Is it possible to have Ptr<Ptr<Float>> as parameter to a kernel? :)

@mn416 I might have an actually useful application for QPULib: Goertzel transform. This is an alternative calculation for FFT.

I've been thinking about it. This transform can be parallelized something awesome, much better than FFT. Will get back on this after my vacation.

It's really not an alternative, as it only computes single bins from the DFT, albeit efficiently. Nonetheless, it is a very relevant and useful algorithm.

Hi there, great some discussion here.

It's really not an alternative, as it only computes single bins from the DFT, albeit efficiently. Nonetheless, it is a very relevant and useful algorithm.

I can answer this in several layers, I will stick to this one: I did not state that the Goertzel should replace the DFT, I stated that goertzel can be parallelized much better than it. I hope you see the nuance difference.

I realize fully that the Goertzel would not be a direct replacement for FFT, but when you're dealing with limited number of frequencies it's a better alternative.
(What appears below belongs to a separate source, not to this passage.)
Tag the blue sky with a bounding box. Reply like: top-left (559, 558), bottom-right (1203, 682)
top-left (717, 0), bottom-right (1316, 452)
This will of course not stop me from wanting to do my utmost to get goertzel in competitive shape. I'm actually looking to make some form of progressive benchmarking for both, in the spirit of how the docs are set up in this project. Also, a great finger exercise for getting to grips with GPU programming....and indeed useful for my work, where we use goertzel massively.


EDIT: OK scrolling back I can definitely see how I might have implied it. I don't remember my line of thinking then any more, right now my above comment holds.

Another issue I'd like input on, I plan to use both GPU_FFT and QPULib in a project for a RPi Zero. But I see potential collision problems, mainly due to mailbox, so I'd like to extract the handling of the mailbox into a separate repository, which I can then use from both GPU_FFT and QPULib.